STAT 541: JMP and L and M estimators
Statistics 541: JMP and L and M estimators
Admistrivia
- 1st homework:
- Find a data set with between 5 and 20 columns of
comparable information.
- Read the data into JMP and compute the statistics computed
on page 10 of the handout. Look at comparison box plots
for all your data. Be sure to put them on the same scale!
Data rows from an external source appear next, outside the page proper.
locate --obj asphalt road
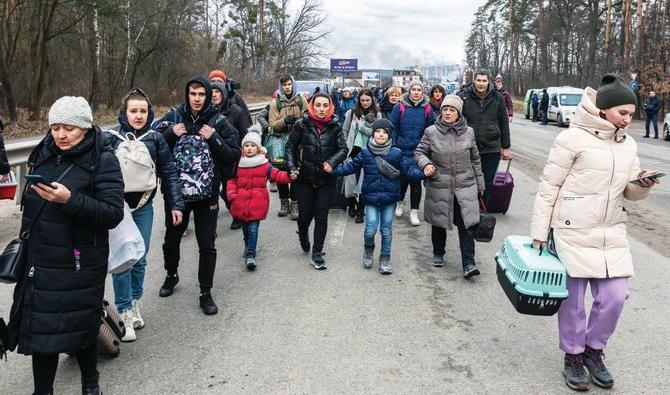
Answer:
[0,117,670,394]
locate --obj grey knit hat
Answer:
[49,96,93,129]
[440,93,463,115]
[596,74,637,110]
[372,118,393,137]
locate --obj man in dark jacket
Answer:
[157,76,241,315]
[461,69,512,201]
[0,118,9,182]
[644,91,661,139]
[540,89,549,125]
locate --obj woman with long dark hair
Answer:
[286,92,347,270]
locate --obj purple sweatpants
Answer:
[558,277,628,354]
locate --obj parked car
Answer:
[523,88,542,119]
[547,86,584,126]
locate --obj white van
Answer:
[547,86,584,126]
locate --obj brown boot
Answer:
[290,200,299,221]
[277,199,289,217]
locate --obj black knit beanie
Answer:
[596,74,637,110]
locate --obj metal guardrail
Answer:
[5,103,266,204]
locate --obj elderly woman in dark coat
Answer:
[414,95,484,278]
[9,96,123,394]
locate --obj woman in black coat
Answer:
[9,96,124,394]
[286,92,348,270]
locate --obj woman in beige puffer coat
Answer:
[531,74,658,390]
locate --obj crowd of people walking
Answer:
[0,69,658,394]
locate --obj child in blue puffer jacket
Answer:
[324,119,425,274]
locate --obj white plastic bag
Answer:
[107,202,145,273]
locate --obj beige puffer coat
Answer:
[531,88,649,278]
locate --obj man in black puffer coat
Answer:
[154,76,241,315]
[9,97,124,394]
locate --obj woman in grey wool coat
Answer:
[414,95,484,278]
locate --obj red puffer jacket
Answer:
[226,162,291,222]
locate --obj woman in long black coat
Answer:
[9,96,123,394]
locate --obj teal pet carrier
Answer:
[495,236,568,315]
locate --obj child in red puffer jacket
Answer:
[226,132,291,270]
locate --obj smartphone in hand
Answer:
[25,174,53,188]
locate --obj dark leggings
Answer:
[33,341,98,394]
[294,184,335,251]
[400,177,421,210]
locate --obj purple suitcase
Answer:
[488,159,514,214]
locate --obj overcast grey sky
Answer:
[292,0,485,68]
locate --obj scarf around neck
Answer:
[238,154,268,168]
[368,137,393,156]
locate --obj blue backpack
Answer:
[174,134,214,202]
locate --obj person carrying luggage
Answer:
[9,96,124,394]
[530,74,658,391]
[414,94,484,278]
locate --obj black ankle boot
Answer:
[81,373,102,395]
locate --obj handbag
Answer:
[474,197,496,243]
[107,202,145,273]
[0,164,74,284]
[265,133,288,166]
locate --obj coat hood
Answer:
[118,88,154,135]
[277,74,298,101]
[183,75,212,115]
[570,87,626,142]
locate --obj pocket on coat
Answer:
[554,195,596,229]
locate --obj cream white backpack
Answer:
[109,130,156,208]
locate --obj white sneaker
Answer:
[133,299,144,329]
[409,209,421,226]
[120,309,137,342]
[395,200,405,218]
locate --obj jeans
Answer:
[644,113,658,138]
[400,177,421,210]
[558,277,628,354]
[163,199,219,288]
[294,184,335,252]
[480,152,500,206]
[242,221,261,253]
[112,202,154,313]
[430,197,475,268]
[32,341,98,394]
[363,203,395,255]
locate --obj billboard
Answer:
[330,59,358,73]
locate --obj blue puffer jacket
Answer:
[333,142,425,206]
[391,95,435,156]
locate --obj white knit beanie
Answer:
[49,96,93,129]
[242,132,263,148]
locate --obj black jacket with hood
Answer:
[460,82,511,154]
[9,127,123,355]
[153,75,242,201]
[103,88,184,211]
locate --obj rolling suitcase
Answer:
[488,159,514,214]
[98,299,126,357]
[330,177,349,210]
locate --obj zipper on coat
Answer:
[603,134,619,278]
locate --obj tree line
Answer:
[465,0,670,106]
[0,0,329,120]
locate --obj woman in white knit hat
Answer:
[9,96,124,394]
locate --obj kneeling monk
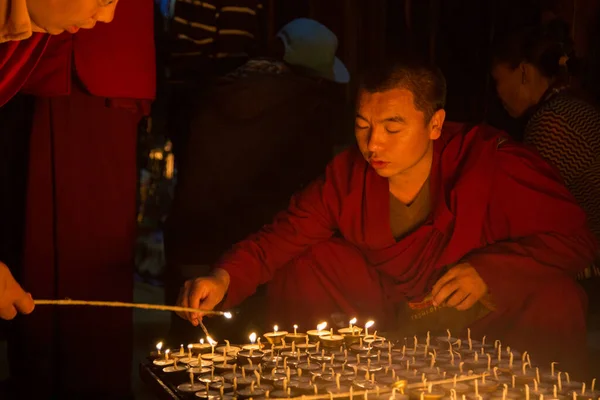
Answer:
[175,60,596,372]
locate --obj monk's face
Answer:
[27,0,118,35]
[354,89,445,178]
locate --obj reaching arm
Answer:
[466,144,596,310]
[215,160,340,308]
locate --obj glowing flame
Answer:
[206,336,217,346]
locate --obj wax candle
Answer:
[177,372,205,394]
[365,321,375,336]
[263,325,288,345]
[285,324,308,344]
[338,318,362,336]
[306,322,329,342]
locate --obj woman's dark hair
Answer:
[493,19,577,78]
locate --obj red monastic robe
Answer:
[0,33,50,107]
[217,124,596,371]
[1,0,155,399]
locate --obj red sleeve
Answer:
[466,144,597,310]
[215,148,352,309]
[0,33,49,107]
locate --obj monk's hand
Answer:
[0,262,35,319]
[177,269,229,326]
[431,263,488,311]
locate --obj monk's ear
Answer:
[429,109,446,140]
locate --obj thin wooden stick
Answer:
[34,299,231,318]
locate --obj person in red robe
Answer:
[179,63,596,373]
[0,0,118,319]
[0,0,155,399]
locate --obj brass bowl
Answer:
[263,331,288,346]
[319,335,344,349]
[285,333,308,344]
[344,335,365,348]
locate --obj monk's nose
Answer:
[367,128,384,153]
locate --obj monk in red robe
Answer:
[179,64,596,371]
[0,0,155,399]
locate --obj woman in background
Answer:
[492,20,600,280]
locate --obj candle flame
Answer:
[206,336,217,346]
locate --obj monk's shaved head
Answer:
[361,61,446,124]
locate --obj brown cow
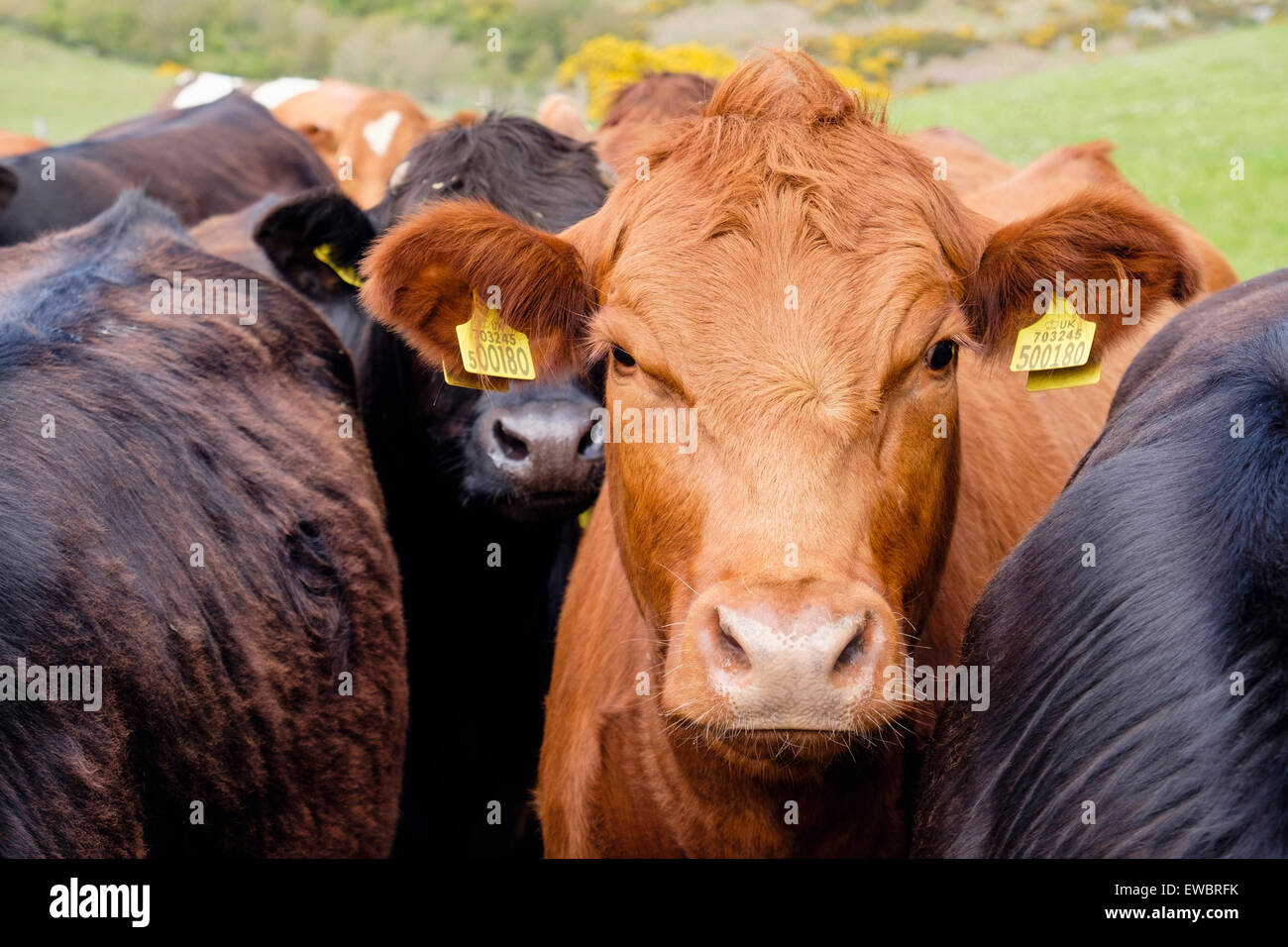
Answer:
[273,78,434,207]
[968,141,1239,292]
[0,132,49,158]
[364,53,1201,856]
[595,72,716,175]
[905,126,1015,194]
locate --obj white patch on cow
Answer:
[174,72,246,108]
[250,76,322,110]
[389,161,411,191]
[362,108,402,155]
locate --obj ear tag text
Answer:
[456,296,537,381]
[1012,296,1100,391]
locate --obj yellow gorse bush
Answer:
[555,35,890,123]
[555,34,738,121]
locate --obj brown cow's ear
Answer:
[295,121,340,155]
[362,201,591,377]
[962,191,1203,359]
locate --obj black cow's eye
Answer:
[926,339,957,371]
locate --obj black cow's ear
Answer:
[0,164,18,210]
[255,187,376,301]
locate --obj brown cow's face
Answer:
[364,48,1199,760]
[574,181,967,746]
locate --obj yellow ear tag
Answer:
[1012,296,1100,391]
[313,244,364,288]
[443,365,510,391]
[456,296,537,381]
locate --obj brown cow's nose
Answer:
[664,581,902,732]
[716,605,875,690]
[477,402,604,493]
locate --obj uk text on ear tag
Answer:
[1012,296,1096,371]
[456,296,537,381]
[443,365,510,391]
[313,244,364,288]
[1012,296,1100,391]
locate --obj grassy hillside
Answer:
[890,25,1288,279]
[0,27,174,142]
[0,25,1288,278]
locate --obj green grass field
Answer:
[0,25,1288,278]
[0,27,174,143]
[890,25,1288,279]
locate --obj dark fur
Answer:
[914,270,1288,858]
[231,115,606,854]
[0,93,334,246]
[0,192,407,857]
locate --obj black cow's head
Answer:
[255,115,610,519]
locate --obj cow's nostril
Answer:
[832,631,863,672]
[492,421,528,460]
[577,425,604,460]
[720,626,751,672]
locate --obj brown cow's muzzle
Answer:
[662,581,903,734]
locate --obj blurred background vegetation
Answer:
[0,0,1288,277]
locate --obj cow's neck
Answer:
[600,702,907,857]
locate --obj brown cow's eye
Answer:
[926,339,957,371]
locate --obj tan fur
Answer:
[905,126,1015,194]
[355,54,1216,856]
[273,78,434,207]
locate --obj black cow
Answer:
[914,269,1288,858]
[0,93,335,246]
[198,115,610,854]
[0,192,407,857]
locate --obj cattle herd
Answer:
[0,52,1288,857]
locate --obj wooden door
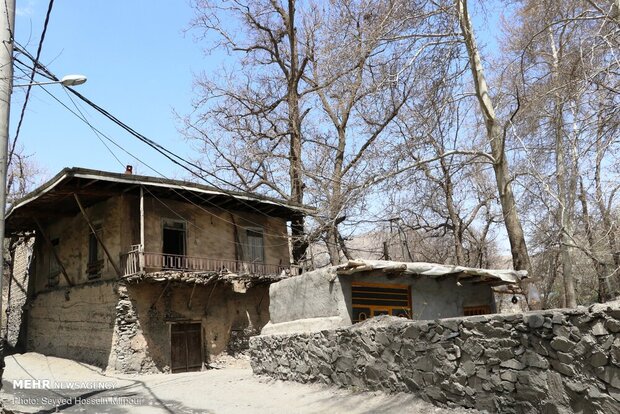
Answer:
[170,322,202,372]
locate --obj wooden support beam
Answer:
[73,193,123,277]
[34,217,73,286]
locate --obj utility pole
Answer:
[0,0,15,389]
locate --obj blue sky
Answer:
[10,0,211,181]
[11,0,501,184]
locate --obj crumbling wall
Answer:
[27,281,118,367]
[144,196,290,266]
[250,301,620,413]
[2,238,34,352]
[108,282,269,373]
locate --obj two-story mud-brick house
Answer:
[6,168,305,372]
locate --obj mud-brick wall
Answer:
[250,301,620,414]
[144,197,289,265]
[108,282,269,373]
[2,238,34,351]
[27,281,118,368]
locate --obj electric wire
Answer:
[7,0,54,165]
[16,45,308,230]
[16,59,288,247]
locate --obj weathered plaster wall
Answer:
[263,268,351,333]
[250,301,620,414]
[340,272,495,320]
[27,281,118,367]
[144,196,289,265]
[2,238,34,351]
[108,282,269,372]
[34,196,130,292]
[263,267,494,334]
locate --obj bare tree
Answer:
[185,0,309,263]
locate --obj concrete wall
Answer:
[262,267,495,334]
[27,281,118,367]
[109,283,269,372]
[250,301,620,414]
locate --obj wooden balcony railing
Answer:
[121,246,298,276]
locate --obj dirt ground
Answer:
[0,353,475,414]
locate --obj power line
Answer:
[7,0,54,165]
[16,45,308,230]
[11,59,288,247]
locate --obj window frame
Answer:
[351,282,413,323]
[245,227,265,264]
[86,221,105,279]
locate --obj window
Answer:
[162,219,186,269]
[86,223,103,279]
[246,228,265,263]
[47,239,60,286]
[351,283,412,323]
[463,305,491,316]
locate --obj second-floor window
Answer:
[162,219,187,269]
[48,239,60,286]
[86,223,103,279]
[246,228,265,263]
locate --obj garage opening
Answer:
[351,282,412,323]
[170,322,203,372]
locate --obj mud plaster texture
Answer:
[108,282,269,373]
[2,238,34,352]
[21,281,269,373]
[250,301,620,413]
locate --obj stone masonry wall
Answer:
[250,301,620,413]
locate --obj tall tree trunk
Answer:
[547,28,577,308]
[579,179,611,303]
[287,0,308,264]
[456,0,531,278]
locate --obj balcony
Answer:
[121,245,299,276]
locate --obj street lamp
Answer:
[13,75,86,87]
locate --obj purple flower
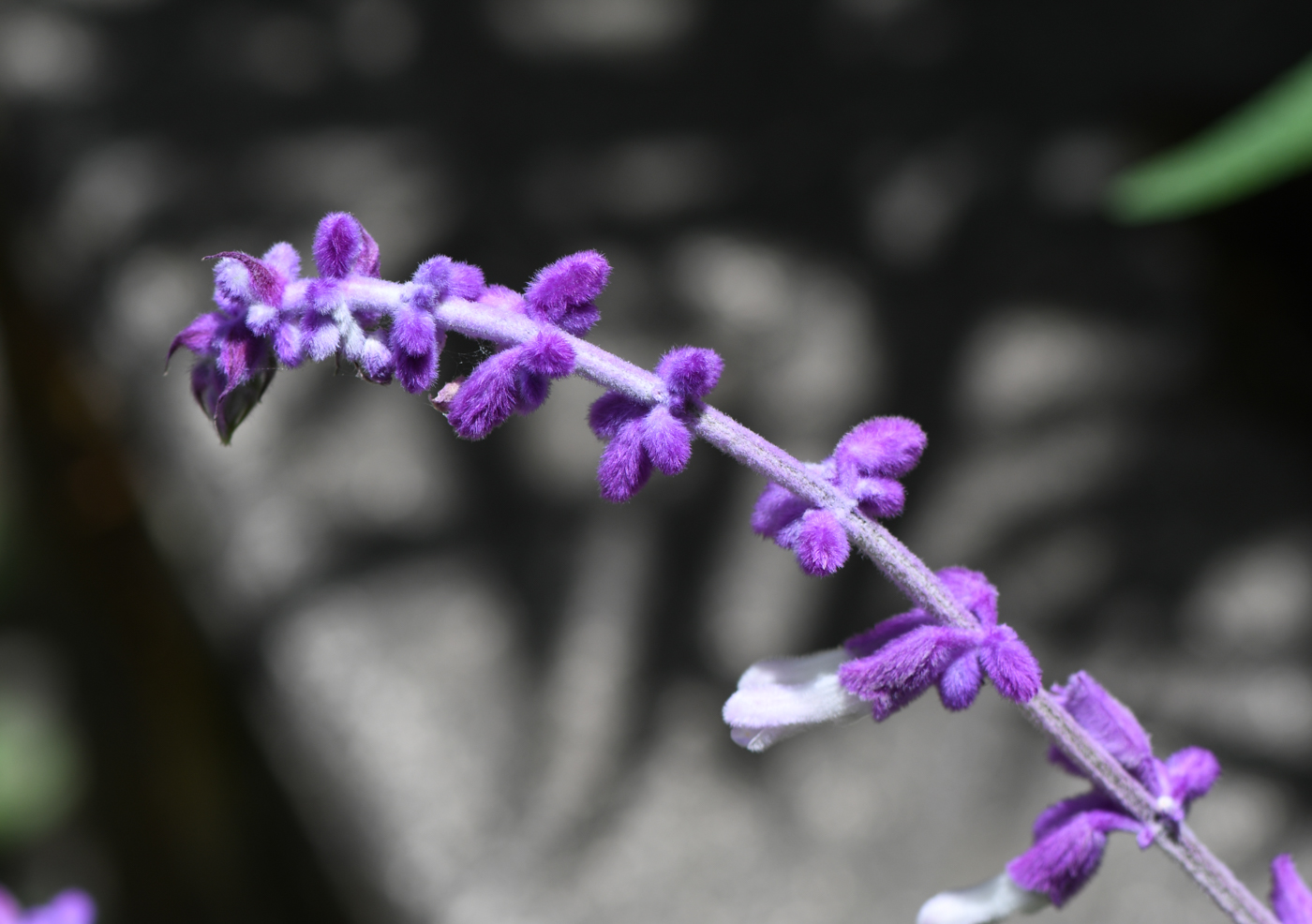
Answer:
[1272,853,1312,924]
[752,417,925,574]
[839,568,1040,722]
[0,888,96,924]
[1006,671,1220,907]
[916,872,1049,924]
[447,328,574,440]
[524,251,610,337]
[168,245,305,442]
[724,648,866,753]
[588,347,724,502]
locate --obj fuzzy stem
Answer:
[437,299,1279,924]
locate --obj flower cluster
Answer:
[752,417,925,574]
[588,347,724,502]
[0,888,96,924]
[724,568,1040,751]
[170,213,610,442]
[917,671,1212,924]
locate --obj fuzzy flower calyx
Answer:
[1006,671,1220,907]
[0,888,96,924]
[588,347,724,502]
[724,568,1040,751]
[839,568,1042,722]
[752,417,925,574]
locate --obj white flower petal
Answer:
[724,648,869,751]
[916,872,1049,924]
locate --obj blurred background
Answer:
[0,0,1312,924]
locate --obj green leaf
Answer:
[1108,56,1312,224]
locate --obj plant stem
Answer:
[439,299,1279,924]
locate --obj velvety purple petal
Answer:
[353,226,380,279]
[301,310,341,363]
[839,625,972,700]
[834,417,925,478]
[752,482,811,541]
[20,888,96,924]
[780,508,852,577]
[640,404,693,475]
[314,211,365,279]
[390,302,437,359]
[273,321,306,369]
[191,357,227,420]
[1052,671,1152,783]
[588,391,647,440]
[446,260,486,302]
[447,350,519,440]
[842,607,937,658]
[524,251,610,324]
[980,625,1043,702]
[1006,812,1141,908]
[514,367,551,413]
[557,302,601,337]
[656,347,724,397]
[1165,748,1222,808]
[938,649,984,713]
[935,566,997,627]
[168,311,229,358]
[1272,853,1312,924]
[852,478,906,520]
[597,420,652,504]
[524,331,574,378]
[260,242,301,282]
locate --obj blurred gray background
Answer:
[0,0,1312,924]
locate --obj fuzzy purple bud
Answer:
[447,350,519,440]
[588,391,647,440]
[314,211,378,279]
[522,331,574,378]
[780,509,852,577]
[656,347,724,399]
[524,251,610,337]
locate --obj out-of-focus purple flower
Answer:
[524,251,610,337]
[1272,853,1312,924]
[724,648,866,753]
[752,417,925,574]
[916,872,1049,924]
[588,347,724,502]
[839,568,1040,722]
[1006,671,1220,907]
[0,888,96,924]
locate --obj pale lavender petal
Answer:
[916,872,1051,924]
[938,648,984,713]
[724,648,866,751]
[588,391,647,440]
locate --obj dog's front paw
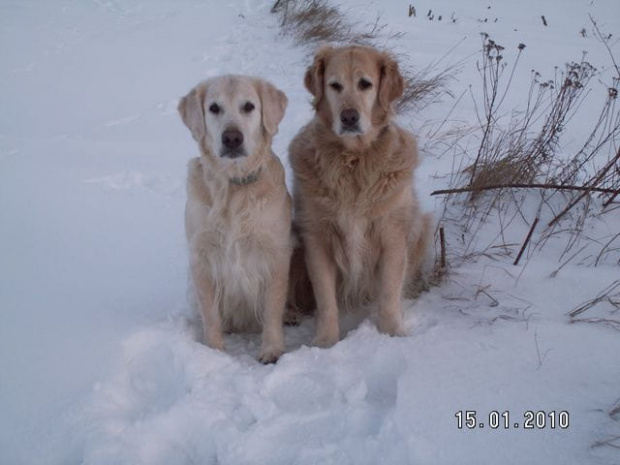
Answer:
[312,334,340,349]
[257,347,284,365]
[379,318,407,337]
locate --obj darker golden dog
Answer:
[289,46,431,347]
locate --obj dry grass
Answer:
[438,28,620,271]
[271,0,456,113]
[271,0,377,44]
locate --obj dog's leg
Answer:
[306,235,340,347]
[191,263,224,350]
[258,256,290,363]
[379,227,407,336]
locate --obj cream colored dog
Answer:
[179,76,292,363]
[289,46,431,347]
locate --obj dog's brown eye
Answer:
[358,79,372,90]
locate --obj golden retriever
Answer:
[289,46,431,347]
[178,75,292,363]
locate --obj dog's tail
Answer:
[286,222,316,320]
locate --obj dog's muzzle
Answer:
[220,128,245,158]
[340,108,362,134]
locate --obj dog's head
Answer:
[178,75,287,166]
[304,46,404,139]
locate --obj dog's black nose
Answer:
[340,108,360,126]
[222,129,243,149]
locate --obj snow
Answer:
[0,0,620,465]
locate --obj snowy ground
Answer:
[0,0,620,465]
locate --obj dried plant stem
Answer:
[431,183,619,195]
[514,217,540,265]
[439,226,446,268]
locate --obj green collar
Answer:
[229,168,260,186]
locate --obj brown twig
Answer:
[439,226,446,268]
[513,217,540,266]
[431,183,618,195]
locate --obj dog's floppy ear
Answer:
[379,53,405,111]
[257,80,288,136]
[177,85,206,141]
[304,45,332,108]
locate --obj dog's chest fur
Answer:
[293,123,415,304]
[186,160,287,331]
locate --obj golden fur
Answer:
[179,76,292,363]
[289,46,431,347]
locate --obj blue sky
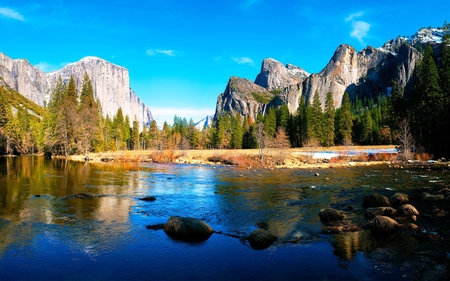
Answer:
[0,0,450,124]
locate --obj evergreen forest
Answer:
[0,35,450,158]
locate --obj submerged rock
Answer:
[390,192,409,206]
[362,193,391,208]
[422,192,445,201]
[400,204,419,221]
[145,223,165,230]
[164,216,214,241]
[63,193,105,199]
[139,196,156,202]
[364,207,397,220]
[319,208,344,222]
[373,216,400,232]
[247,228,277,250]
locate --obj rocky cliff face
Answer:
[255,58,308,91]
[0,53,49,106]
[216,26,434,117]
[214,77,274,120]
[0,53,153,125]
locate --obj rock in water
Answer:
[319,208,344,222]
[390,192,409,206]
[247,228,277,250]
[362,193,391,208]
[400,204,419,221]
[373,216,400,232]
[139,196,156,202]
[364,207,397,220]
[164,216,214,242]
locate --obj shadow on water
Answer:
[0,157,450,280]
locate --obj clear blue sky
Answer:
[0,0,450,123]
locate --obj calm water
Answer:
[0,157,449,280]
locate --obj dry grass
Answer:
[71,146,396,168]
[414,152,433,161]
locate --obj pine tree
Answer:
[439,33,450,158]
[149,120,160,148]
[411,45,444,153]
[324,92,335,147]
[336,92,353,145]
[306,91,324,146]
[230,112,244,149]
[112,107,126,150]
[131,115,140,150]
[76,73,101,155]
[294,96,308,146]
[276,104,290,130]
[263,107,277,137]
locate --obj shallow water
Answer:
[0,157,449,280]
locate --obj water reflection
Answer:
[0,157,449,280]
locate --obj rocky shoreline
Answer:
[69,146,400,169]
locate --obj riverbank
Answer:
[70,146,398,169]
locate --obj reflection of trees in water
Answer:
[0,157,151,255]
[332,231,373,261]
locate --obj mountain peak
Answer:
[255,58,302,91]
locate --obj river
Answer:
[0,157,450,281]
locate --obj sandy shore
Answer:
[70,146,397,168]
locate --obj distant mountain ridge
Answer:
[215,24,447,118]
[0,52,153,126]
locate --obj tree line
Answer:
[0,35,450,157]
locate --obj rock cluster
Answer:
[215,27,432,118]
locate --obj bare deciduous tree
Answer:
[398,118,414,161]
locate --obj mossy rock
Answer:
[362,193,391,208]
[139,196,156,202]
[164,216,214,242]
[400,204,420,221]
[364,207,397,220]
[390,192,409,206]
[319,208,344,222]
[247,228,277,250]
[373,216,400,232]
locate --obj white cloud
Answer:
[350,21,370,44]
[146,49,176,57]
[231,57,254,65]
[0,7,25,21]
[345,12,364,22]
[345,12,370,45]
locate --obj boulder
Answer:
[390,192,409,206]
[362,193,391,208]
[373,216,400,232]
[164,216,214,242]
[247,228,277,250]
[422,192,445,201]
[364,207,397,220]
[139,196,156,202]
[400,204,419,221]
[319,208,344,222]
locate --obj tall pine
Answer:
[411,45,444,153]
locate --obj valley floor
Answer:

- Read the data into Splus and compute the statistics for
all the columns in your dataset. (See Splus code on the
pages between 17 and 18.) The idea is to do this somewhat
automatically. Either by creating a function. Or by
using your editor to make a command list. You should be
able to re-generate your output after a small change is
made in the data without having to click lots and lots of
buttons.
- Comment on what you found out scientifically. (I.e. which
column has the highest data, and why is this of interest?)
JMP
Look at repairs.jmp.
Mathematics of robustness
Goal is to provide framework to discuss properties of estimators.
L estimators
- Ranking the data (called Y(1), ...
- L estimator is sum of weights of ranked data
- easy example: sample average is an L estimator
- harder example: trimmed mean is a L estimator (trim everything
and you have the median)
- IQR is an L estimate of scale
M estimators
- objective function = sum rho(yi)
- phi is derivative of rho
- Newton says the solution is: sum phi = 0
- Example: rho = x2, phi = 2x, solution is average
- Example: rho = |x| phi = sign(x), solution is median
Invariance
Shift invariance: T(y + c) = T(y) + c
scale invariance: T(ay) = aT(y)
Obvious for L esitimators. Not always true for M estimators.
Clasic m-estimator
The clasic m-estimator is the biweight;
phi(u) = u(1 - u2)2 (for |u| < 1)
Sensitivity and influence
sensitivity is the effect of adding one observation to a small
dataset.
Influence curve is n times the effect of adding one observation to a
large number of observations.
Claim: The influence curve is proportional to the phi-function
Properties of estimators
- efficiency
- breakdown (how much bad data can be included without
arbitarilly blowing up the estimator)
- gross error sensitivity (max of influence curve)
Last modified: Tue Jan 23 08:50:00 2001